人の話を聞くコツ:カタルシスの効果

文:北條美紀

え、なになに?ふむふむ。[Photo by Lisa L Wiedmeier]

本当の思いを吐き出せたとき、人の心にはカタルシス(精神浄化作用)が起きる。心理学においてカタルシスは「心の中に長く抑圧され鬱積していた情動が解放され、心が浄化されて軽くなる作用」という意味で使われる。もっと日常的なところでは、「自分の思いを吐露することで気持ちが軽くなる」ことをいう。

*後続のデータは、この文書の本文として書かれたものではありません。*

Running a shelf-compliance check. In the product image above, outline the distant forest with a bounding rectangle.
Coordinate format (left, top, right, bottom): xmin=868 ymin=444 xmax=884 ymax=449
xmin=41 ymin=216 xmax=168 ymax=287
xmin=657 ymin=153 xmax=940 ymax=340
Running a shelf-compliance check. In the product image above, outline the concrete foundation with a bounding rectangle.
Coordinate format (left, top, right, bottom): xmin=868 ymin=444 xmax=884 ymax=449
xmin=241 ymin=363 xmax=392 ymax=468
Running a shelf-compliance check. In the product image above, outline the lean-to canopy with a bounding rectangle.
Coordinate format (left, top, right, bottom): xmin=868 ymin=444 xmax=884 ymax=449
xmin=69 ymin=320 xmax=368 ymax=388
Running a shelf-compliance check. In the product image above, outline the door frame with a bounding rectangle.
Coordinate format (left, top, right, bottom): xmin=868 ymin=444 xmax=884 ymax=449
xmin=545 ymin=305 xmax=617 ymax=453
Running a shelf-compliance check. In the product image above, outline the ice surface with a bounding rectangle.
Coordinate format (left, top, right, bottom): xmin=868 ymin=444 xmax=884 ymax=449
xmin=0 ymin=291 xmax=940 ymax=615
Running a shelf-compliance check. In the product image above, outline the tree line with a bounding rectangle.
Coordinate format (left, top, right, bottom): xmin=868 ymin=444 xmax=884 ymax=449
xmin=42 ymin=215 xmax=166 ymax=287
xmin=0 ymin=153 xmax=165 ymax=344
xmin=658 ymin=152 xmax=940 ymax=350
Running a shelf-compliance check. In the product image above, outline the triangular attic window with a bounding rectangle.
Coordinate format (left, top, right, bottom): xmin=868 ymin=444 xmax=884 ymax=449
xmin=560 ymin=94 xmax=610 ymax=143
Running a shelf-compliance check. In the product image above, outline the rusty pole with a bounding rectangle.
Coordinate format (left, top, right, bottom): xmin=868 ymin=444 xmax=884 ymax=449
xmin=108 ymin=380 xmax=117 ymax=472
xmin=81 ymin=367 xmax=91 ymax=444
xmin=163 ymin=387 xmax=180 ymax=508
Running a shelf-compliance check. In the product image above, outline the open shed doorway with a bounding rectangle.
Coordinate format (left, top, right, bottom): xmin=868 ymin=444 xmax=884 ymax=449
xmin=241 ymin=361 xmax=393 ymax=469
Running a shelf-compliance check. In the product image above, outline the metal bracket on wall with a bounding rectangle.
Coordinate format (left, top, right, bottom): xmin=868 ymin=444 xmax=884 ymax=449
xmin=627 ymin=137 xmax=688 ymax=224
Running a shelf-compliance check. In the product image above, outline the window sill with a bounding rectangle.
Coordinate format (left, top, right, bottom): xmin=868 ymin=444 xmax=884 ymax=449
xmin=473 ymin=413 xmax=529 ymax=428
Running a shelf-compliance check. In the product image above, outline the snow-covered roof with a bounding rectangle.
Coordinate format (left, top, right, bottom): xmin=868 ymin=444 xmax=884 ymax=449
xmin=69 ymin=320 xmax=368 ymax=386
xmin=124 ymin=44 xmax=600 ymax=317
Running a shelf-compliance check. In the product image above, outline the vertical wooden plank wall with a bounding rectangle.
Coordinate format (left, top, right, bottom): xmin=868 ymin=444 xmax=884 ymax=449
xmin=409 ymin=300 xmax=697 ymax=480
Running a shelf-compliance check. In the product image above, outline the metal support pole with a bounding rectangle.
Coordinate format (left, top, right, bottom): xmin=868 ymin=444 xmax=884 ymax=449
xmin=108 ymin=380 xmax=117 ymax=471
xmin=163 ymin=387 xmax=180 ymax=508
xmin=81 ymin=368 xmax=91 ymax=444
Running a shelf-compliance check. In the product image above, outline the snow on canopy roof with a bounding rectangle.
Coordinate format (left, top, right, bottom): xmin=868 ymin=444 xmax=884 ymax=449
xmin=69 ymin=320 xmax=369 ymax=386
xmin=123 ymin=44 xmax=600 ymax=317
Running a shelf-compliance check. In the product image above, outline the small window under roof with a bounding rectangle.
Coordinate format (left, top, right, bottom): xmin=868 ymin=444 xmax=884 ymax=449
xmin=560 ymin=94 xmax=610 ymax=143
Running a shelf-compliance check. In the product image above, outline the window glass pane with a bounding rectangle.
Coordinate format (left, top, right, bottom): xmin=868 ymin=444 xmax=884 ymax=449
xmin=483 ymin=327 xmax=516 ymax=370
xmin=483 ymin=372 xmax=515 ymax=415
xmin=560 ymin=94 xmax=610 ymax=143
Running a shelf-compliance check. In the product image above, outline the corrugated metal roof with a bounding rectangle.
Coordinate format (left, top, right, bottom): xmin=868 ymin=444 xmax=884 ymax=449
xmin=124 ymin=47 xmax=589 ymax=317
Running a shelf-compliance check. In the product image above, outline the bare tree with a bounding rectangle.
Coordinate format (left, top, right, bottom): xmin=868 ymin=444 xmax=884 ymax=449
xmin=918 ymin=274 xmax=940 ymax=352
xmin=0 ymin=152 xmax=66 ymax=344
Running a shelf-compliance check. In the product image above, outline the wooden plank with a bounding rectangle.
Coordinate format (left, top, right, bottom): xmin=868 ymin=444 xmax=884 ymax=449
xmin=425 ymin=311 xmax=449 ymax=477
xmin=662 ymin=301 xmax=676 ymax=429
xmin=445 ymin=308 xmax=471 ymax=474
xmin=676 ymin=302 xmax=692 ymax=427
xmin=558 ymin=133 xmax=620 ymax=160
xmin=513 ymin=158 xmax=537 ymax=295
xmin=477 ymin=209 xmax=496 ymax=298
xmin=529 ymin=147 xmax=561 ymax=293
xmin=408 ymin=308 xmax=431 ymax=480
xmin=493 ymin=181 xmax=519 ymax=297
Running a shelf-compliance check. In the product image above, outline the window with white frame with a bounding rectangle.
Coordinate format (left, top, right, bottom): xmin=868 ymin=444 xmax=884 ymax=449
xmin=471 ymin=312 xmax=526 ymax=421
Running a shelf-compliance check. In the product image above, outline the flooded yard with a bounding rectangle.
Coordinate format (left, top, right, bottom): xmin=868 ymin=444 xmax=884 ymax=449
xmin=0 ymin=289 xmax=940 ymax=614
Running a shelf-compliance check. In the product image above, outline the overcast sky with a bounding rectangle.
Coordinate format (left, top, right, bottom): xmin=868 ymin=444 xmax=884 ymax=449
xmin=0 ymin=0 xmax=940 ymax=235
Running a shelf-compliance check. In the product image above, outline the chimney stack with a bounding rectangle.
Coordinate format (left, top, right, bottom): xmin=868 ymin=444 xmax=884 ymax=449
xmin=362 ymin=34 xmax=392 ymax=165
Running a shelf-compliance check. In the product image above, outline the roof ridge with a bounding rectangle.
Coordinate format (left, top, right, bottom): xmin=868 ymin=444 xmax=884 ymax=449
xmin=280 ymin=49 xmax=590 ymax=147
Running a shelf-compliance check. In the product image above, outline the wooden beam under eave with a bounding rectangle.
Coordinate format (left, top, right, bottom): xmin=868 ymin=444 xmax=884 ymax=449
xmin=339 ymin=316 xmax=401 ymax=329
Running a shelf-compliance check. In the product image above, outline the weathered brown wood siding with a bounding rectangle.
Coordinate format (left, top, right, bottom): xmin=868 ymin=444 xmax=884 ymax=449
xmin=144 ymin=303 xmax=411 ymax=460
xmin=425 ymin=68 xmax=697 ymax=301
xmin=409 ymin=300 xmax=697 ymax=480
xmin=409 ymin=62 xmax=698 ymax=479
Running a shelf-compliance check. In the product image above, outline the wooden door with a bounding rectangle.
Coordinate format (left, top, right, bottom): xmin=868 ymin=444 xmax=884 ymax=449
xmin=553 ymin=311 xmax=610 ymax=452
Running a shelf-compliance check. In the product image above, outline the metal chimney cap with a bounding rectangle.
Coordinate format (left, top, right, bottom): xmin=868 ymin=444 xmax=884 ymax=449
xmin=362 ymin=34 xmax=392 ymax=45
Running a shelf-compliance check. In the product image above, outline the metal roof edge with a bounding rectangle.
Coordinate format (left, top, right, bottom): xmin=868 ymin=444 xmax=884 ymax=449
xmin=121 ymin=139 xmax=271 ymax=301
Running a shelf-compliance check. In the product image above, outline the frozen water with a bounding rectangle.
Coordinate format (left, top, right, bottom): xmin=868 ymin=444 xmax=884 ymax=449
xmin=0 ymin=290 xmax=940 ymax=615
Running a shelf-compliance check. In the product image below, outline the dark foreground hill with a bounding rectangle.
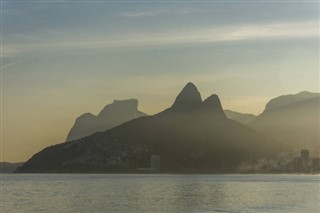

先日、犬曰く主催の犬のプロ向けセミナーでお話をさせていただいたが、そこで感じたことの一つに、「自分の犬のことで悩んでいる飼い主の心に多少なりともカタルシスを起こすことができれば、犬のプロの方は自分の能力をもっと存分に発揮しやすくなるんじゃないかな」ということだった。カタルシスが起きるときには、その場が安心で受容的な雰囲気になっている。そして、カタルシスが起きれば、肩の荷を下ろしたような安堵感と、その思いを共有してくれた聞き手との間にラポールが生まれる。さらに、肩の荷を下ろせれば、そのために使っていたエネルギーを自分の悩みのために主体的に使えるようになり、問題解決のヒントも自分の中から浮かんでくるようになる。